Understanding Oil Prices A Guide to What Drives the Price of Oil in Today's Markets
Salvatore Carollo Wiley
Why do oil prices rise? Every time there is a hike we curse the government for the high taxes it levies on petroleum products. A handful of us blame that greedy cartel - the Organization of the Petroleum Exporting Countries (OPEC). Some crackpots even go to the extent of giving it a 'clash of civilisations' spin. A few Americans blame it on Indians and Chinese whose newfound appetite for oil is burning a hole in their pockets. Analysts typically offer reasons such as the tensions in West Asia or the reduction in spare crude production capacity.

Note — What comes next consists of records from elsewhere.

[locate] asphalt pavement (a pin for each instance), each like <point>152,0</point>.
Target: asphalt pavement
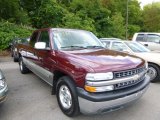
<point>30,98</point>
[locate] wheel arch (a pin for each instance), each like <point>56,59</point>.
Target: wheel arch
<point>58,74</point>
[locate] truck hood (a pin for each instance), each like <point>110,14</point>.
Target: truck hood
<point>152,56</point>
<point>104,60</point>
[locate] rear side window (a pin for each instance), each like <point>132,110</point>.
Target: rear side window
<point>44,37</point>
<point>140,38</point>
<point>33,39</point>
<point>153,38</point>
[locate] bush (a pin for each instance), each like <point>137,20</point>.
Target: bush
<point>9,31</point>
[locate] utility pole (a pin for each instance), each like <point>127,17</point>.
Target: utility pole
<point>127,20</point>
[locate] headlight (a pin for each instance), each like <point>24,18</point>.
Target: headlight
<point>95,77</point>
<point>99,76</point>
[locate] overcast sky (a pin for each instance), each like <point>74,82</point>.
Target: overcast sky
<point>145,2</point>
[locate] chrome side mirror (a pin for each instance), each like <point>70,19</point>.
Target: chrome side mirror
<point>40,45</point>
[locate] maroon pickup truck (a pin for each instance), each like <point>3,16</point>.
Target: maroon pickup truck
<point>85,76</point>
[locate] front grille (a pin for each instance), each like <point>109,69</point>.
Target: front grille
<point>128,83</point>
<point>127,73</point>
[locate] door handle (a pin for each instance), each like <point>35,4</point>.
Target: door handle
<point>146,45</point>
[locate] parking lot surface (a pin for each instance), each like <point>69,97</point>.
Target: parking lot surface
<point>30,98</point>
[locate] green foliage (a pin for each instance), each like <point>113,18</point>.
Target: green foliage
<point>10,10</point>
<point>117,25</point>
<point>106,18</point>
<point>9,31</point>
<point>151,17</point>
<point>71,20</point>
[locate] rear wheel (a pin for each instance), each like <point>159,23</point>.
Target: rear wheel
<point>153,72</point>
<point>67,96</point>
<point>22,66</point>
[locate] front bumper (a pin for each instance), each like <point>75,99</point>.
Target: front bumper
<point>95,103</point>
<point>3,93</point>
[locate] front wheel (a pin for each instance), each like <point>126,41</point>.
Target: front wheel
<point>154,72</point>
<point>67,96</point>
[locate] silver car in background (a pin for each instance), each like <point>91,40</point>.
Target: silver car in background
<point>3,87</point>
<point>135,48</point>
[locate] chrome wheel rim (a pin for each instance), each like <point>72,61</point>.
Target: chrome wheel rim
<point>152,73</point>
<point>65,97</point>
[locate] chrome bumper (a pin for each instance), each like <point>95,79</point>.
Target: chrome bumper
<point>89,107</point>
<point>3,93</point>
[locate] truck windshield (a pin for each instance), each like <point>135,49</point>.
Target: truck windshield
<point>76,39</point>
<point>137,47</point>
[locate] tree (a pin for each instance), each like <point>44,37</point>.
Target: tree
<point>10,10</point>
<point>117,28</point>
<point>151,17</point>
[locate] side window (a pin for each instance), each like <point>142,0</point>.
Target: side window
<point>33,39</point>
<point>119,46</point>
<point>44,37</point>
<point>153,38</point>
<point>140,38</point>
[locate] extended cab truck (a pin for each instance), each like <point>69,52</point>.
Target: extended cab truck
<point>85,76</point>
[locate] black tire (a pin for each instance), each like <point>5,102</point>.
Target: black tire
<point>154,68</point>
<point>73,110</point>
<point>23,67</point>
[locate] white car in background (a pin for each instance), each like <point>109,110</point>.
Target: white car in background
<point>135,48</point>
<point>150,40</point>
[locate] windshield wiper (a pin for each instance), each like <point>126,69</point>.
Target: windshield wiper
<point>94,46</point>
<point>74,46</point>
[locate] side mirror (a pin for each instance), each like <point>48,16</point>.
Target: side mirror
<point>104,44</point>
<point>40,45</point>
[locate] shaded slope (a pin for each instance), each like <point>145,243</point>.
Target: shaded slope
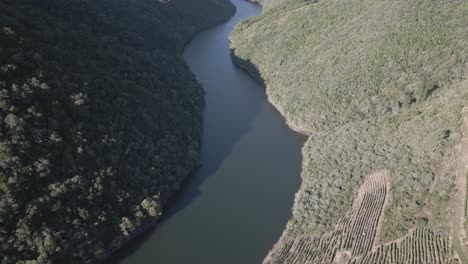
<point>376,85</point>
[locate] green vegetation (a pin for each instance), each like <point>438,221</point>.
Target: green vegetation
<point>377,85</point>
<point>100,121</point>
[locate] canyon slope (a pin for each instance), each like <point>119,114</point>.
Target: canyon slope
<point>100,121</point>
<point>380,87</point>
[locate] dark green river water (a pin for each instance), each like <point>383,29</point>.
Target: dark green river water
<point>236,206</point>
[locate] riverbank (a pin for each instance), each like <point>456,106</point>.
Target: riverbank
<point>250,167</point>
<point>361,119</point>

But what if all these reasons are wrong and the rise or fall of crude prices has little to do with the established economic model of demand and supply?

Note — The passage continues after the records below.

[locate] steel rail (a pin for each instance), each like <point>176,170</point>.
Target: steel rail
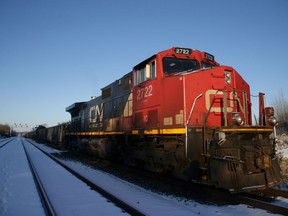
<point>44,198</point>
<point>256,201</point>
<point>2,145</point>
<point>116,200</point>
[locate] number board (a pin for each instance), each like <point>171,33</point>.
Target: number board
<point>209,56</point>
<point>184,51</point>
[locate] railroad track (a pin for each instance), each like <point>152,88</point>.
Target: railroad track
<point>4,142</point>
<point>267,200</point>
<point>47,201</point>
<point>43,195</point>
<point>253,200</point>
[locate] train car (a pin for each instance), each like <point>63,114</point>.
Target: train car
<point>179,112</point>
<point>55,134</point>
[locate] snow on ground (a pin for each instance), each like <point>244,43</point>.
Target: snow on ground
<point>152,203</point>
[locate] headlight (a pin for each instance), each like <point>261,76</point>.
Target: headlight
<point>228,77</point>
<point>237,119</point>
<point>272,121</point>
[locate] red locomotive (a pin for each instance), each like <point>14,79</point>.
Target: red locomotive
<point>180,112</point>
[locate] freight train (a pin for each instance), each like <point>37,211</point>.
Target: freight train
<point>181,113</point>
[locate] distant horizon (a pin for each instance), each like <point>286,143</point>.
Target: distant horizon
<point>56,53</point>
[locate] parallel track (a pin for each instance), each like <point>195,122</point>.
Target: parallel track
<point>265,200</point>
<point>117,201</point>
<point>44,198</point>
<point>5,142</point>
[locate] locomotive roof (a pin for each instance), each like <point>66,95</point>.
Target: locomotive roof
<point>143,63</point>
<point>75,106</point>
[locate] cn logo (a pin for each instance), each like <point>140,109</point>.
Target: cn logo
<point>96,113</point>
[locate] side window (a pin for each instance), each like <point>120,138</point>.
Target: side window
<point>146,73</point>
<point>153,70</point>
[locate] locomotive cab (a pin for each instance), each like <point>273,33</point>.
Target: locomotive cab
<point>184,94</point>
<point>181,113</point>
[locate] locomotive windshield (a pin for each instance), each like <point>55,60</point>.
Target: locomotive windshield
<point>207,65</point>
<point>174,65</point>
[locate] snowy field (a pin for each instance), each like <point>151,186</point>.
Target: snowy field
<point>18,199</point>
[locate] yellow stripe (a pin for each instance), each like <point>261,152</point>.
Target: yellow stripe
<point>134,132</point>
<point>246,129</point>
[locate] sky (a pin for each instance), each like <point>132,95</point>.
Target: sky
<point>58,52</point>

In Understanding Oil Prices, author Salvatore Carollo tries to build a strong case for precisely that. Drawing on his experience of working in downstream petroleum units, in refining, market research and supply and trading of crude oil, Carollo explains the complex oil market. An easier narrative, though, would have made the book more readable.

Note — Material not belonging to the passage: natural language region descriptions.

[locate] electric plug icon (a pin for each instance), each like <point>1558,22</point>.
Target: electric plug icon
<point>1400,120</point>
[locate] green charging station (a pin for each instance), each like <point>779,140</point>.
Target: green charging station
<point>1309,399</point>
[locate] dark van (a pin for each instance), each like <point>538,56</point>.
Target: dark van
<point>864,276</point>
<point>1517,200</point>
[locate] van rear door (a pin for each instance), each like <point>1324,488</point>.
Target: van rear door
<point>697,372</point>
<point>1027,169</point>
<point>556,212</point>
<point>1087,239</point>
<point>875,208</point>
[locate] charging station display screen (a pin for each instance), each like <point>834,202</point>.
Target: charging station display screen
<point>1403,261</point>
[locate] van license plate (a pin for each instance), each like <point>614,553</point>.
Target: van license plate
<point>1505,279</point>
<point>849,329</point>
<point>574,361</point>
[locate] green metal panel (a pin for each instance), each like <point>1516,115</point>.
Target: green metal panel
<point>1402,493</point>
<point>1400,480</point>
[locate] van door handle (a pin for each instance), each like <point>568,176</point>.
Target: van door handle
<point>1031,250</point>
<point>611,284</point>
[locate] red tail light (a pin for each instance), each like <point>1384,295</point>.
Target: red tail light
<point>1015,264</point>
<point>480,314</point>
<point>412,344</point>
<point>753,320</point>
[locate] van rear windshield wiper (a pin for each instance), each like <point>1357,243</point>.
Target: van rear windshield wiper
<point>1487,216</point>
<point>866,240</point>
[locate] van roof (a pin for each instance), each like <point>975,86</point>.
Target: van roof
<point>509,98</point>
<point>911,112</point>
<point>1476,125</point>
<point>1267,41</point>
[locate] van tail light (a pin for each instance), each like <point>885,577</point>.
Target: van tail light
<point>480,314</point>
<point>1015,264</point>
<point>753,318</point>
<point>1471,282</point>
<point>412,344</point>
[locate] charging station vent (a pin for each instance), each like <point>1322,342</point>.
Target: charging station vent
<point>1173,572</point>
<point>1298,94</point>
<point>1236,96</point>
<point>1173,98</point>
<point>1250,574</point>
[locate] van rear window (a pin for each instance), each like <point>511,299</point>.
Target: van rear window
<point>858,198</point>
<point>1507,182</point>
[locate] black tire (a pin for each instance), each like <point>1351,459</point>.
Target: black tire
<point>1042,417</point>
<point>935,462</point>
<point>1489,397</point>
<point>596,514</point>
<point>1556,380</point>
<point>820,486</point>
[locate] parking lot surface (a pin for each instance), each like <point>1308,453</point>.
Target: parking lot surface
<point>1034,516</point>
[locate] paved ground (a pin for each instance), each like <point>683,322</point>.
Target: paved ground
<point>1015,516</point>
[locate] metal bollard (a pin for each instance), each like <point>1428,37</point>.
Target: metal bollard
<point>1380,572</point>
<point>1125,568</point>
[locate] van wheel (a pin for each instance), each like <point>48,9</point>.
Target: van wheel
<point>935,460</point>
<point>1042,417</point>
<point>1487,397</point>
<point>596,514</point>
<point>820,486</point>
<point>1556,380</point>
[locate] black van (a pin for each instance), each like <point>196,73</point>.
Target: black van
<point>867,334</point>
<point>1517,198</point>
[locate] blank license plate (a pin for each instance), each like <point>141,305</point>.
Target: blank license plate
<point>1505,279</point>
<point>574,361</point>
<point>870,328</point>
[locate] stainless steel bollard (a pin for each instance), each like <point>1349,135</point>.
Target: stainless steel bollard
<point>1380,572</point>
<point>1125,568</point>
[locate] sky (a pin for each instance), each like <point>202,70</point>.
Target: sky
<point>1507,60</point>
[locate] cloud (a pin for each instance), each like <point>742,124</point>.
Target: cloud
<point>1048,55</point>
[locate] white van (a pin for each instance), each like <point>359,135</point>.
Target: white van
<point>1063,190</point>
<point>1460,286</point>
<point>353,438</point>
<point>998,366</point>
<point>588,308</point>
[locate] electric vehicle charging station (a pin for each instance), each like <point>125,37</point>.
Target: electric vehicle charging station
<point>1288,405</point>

The book traces the oil market's development, the impact of environmental laws, how pricing power changed hands from the oil companies to OPEC over the years and the speculators' role.
First, he demolishes the demand/supply theory by pointing to the spectacular rise in crude prices to $147 a barrel in 2008, followed by their crash to below $40 levels during the financial crisis, and the subsequent recovery to $120 levels in 2009. He argues that during that period there was no change in the physical demand and supply position. He maps demand/supply and prices over 32 quarters between 2003 and 2010 to show that the traditional economic model fails in 19 quarters.
Instead, Carollo attributes high crude prices to structural problems in the industry, especially the lack of refining capacity to produce highquality gasoline that the US and Europe now requires, as well as low spare capacity to produce the light quality crude needed for the highquality gasoline. Thus crude price is determined by the demand for highend gasoline - a finished product - and by financial speculation.
Carollo compares the advent of financial speculators to the Aesop fable in which a horse, accustomed to drinking at a fountain of fresh crystalline water, one day sees a boar dirtying the spring water. The horse decides to seek the help of a hunter, who, riding the horse, follows and captures the boar. But with the task completed, the man discovers the usefulness of the horse and decides to put a rope around its neck so that it cannot escape. In Carollo's extended metaphor, the horse stands for oil companies, the boar for market turbulence, and the man (hunter) for the futures market.
It gives an accurate snapshot of what happened in the oil sector in the last two decades. The book traces the development of the oil market, the impact of environmental laws, how pricing power shifted from the oil companies to OPEC over the years, and the speculators' role at present. He believes that if structural problems are not corrected and financial speculation reigned in, America will be forced to import petroleum products from China and India in the future. A far-fetched theory for an Indian, music to Chinese ears and a horror scenario for Americans, indeed.